- Born: 石垣真央 November 26, 1991 (age 34) Kitami, Hokkaido, Japan

Team
- Curling club: GRANDIR, Tokyo, Japan
- Skip: Yui Ozeki
- Third: Mao Ishigaki
- Second: Reika Tateda
- Lead: Hinako Sonobe

Curling career
- Member Association: Japan
- World Championship appearances: 1 (2018)

Medal record
Curling
Representing Japan
World Junior Curling Championships
| Bronze medal – third place | 2013 Sochi |  |
Pacific-Asia Junior Curling Championships
| Gold medal – first place | 2011 Naseby |  |
| Gold medal – first place | 2012 Jeonju City |  |
| Gold medal – first place | 2013 Tokoro |  |

= Mao Ishigaki =

Japanese curler (born 1991)

Mao Ishigaki (石垣 真央, Ishigaki Mao) is a Japanese curler from Fujiyoshida.

==Career==
===Juniors===
Ishigaki played lead for the Japanese junior women's team (skipped by Sayaka Yoshimura) from 2011 to 2013 winning three straight Pacific-Asia Junior Curling Championships in the process. The team finished in 8th place at the 2011 World Junior Curling Championships, 5th place at the 2012 World Junior Curling Championships and won a bronze medal at the 2013 World Junior Curling Championships. The team also played in two Winter Universiades while Ishigaki was attending Sapporo International University. The team places fourth in 2011 and 7th in 2013.

===Women's===
Ishigaki joined the Tori Koana rink in 2016, playing lead for the team. They would represent Japan at the 2018 Ford World Women's Curling Championship, with Ishigaki playing second on the team.

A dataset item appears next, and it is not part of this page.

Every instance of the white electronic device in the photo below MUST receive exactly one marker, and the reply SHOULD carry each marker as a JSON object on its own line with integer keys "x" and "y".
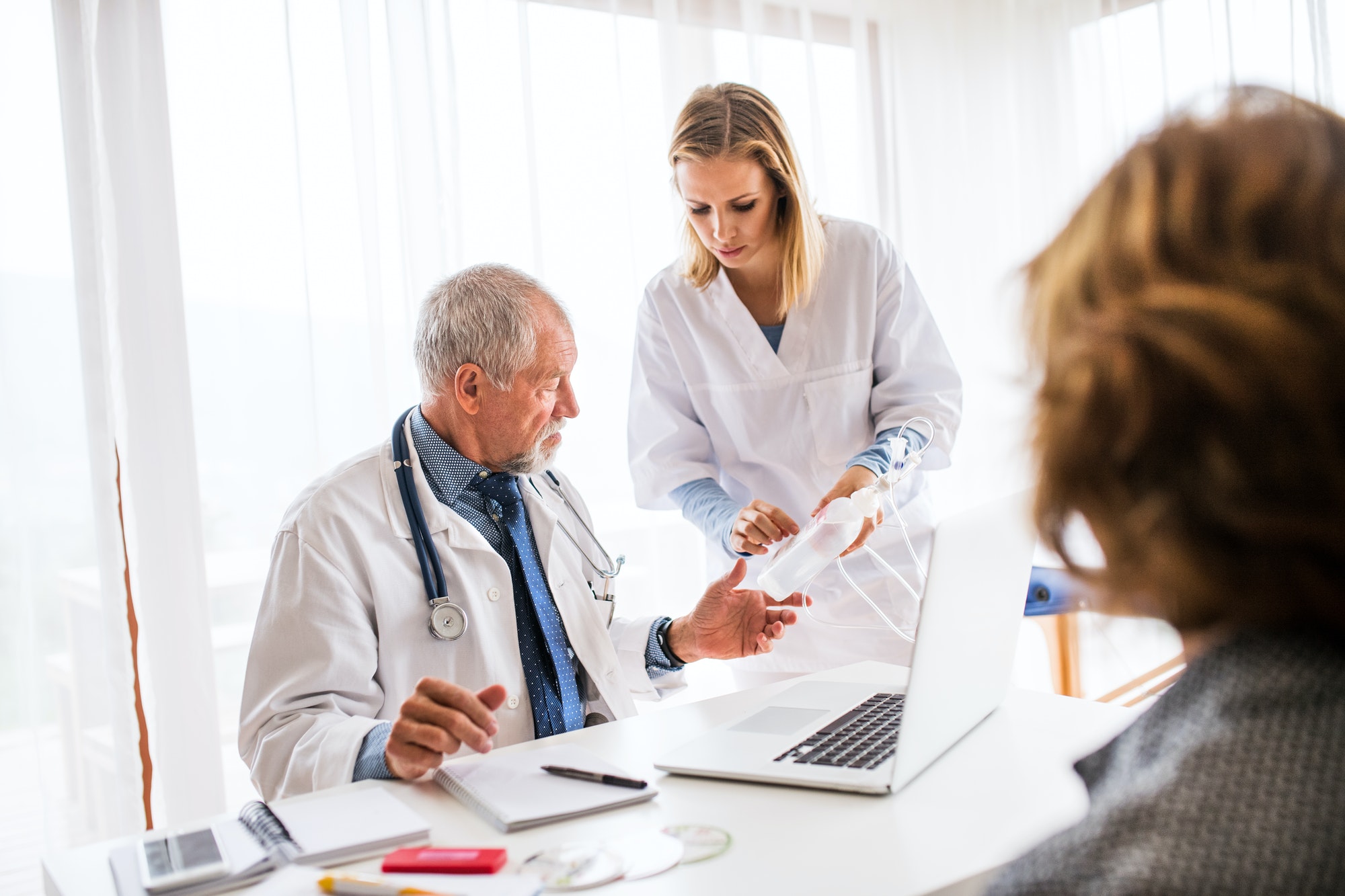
{"x": 845, "y": 735}
{"x": 173, "y": 861}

To begin the 2019-20 curling season, Ishigaki and her team won the Morioka City Women's Memorial Cup and finished runner-up at the 2019 Cargill Curling Training Centre Icebreaker.

2023, Ishigaki is a founding member of team GRANDIR in Tokyo.

==Teams==

| Season | Skip | Third | Second | Lead | Alternate | Events |
|---|---|---|---|---|---|---|
| 2010–11 | Sayaka Yoshimura | Rina Ida | Risa Ujihara | Mao Ishigaki |  |  |
| 2011–12 | Sayaka Yoshimura | Rina Ida | Risa Ujihara | Mao Ishigaki |  |  |
| 2012–13 | Sayaka Yoshimura | Rina Ida | Risa Ujihara | Mao Ishigaki |  |  |
| 2013–14 | Sayaka Yoshimura | Rina Ida | Risa Ujihara | Mao Ishigaki |  |  |
| 2014–15 | Yumie Funayama | Kotomi Ishizaki | Mao Ishigaki | Natsuko Ishiyama |  |  |
| 2015–16 | Rina Ida | Tamami Naito | Mao Ishigaki | Natsuko Ishiyama |  |  |
| 2016–17 | Junko Nishimuro (fourth) | Tori Koana (skip) | Yuna Kotani | Mao Ishigaki | Kyoka Kuramitsu |  |
| 2017–18 | Tori Koana | Yuna Kotani | Mao Ishigaki | Arisa Kotani | Junko Nishimuro / Kaho Onodera | WWCC 2018 (10th) |
| 2018–19 | Tori Koana | Junko Nishimuro | Mao Ishigaki | Arisa Kotani | Yuna Kotani | CWC (6th) |
| 2019–20 | Tori Koana | Yuna Kotani | Mao Ishigaki | Arisa Kotani |  |  |
| 2020–21 | Tori Koana | Yuna Kotani | Mao Ishigaki | Arisa Kotani |  |  |
| 2021–22 | Tori Koana | Yuna Kotani | Mao Ishigaki | Arisa Kotani |  |  |
| 2023-24 | Yui Ozeki | Mao Ishigaki | Reika Tateda | Hinako Sonobe | Haruka Hosoda |  |

==Personal life==
Ishigaki works as an amusement park employee for Fujikyu Highland Co. Ltd.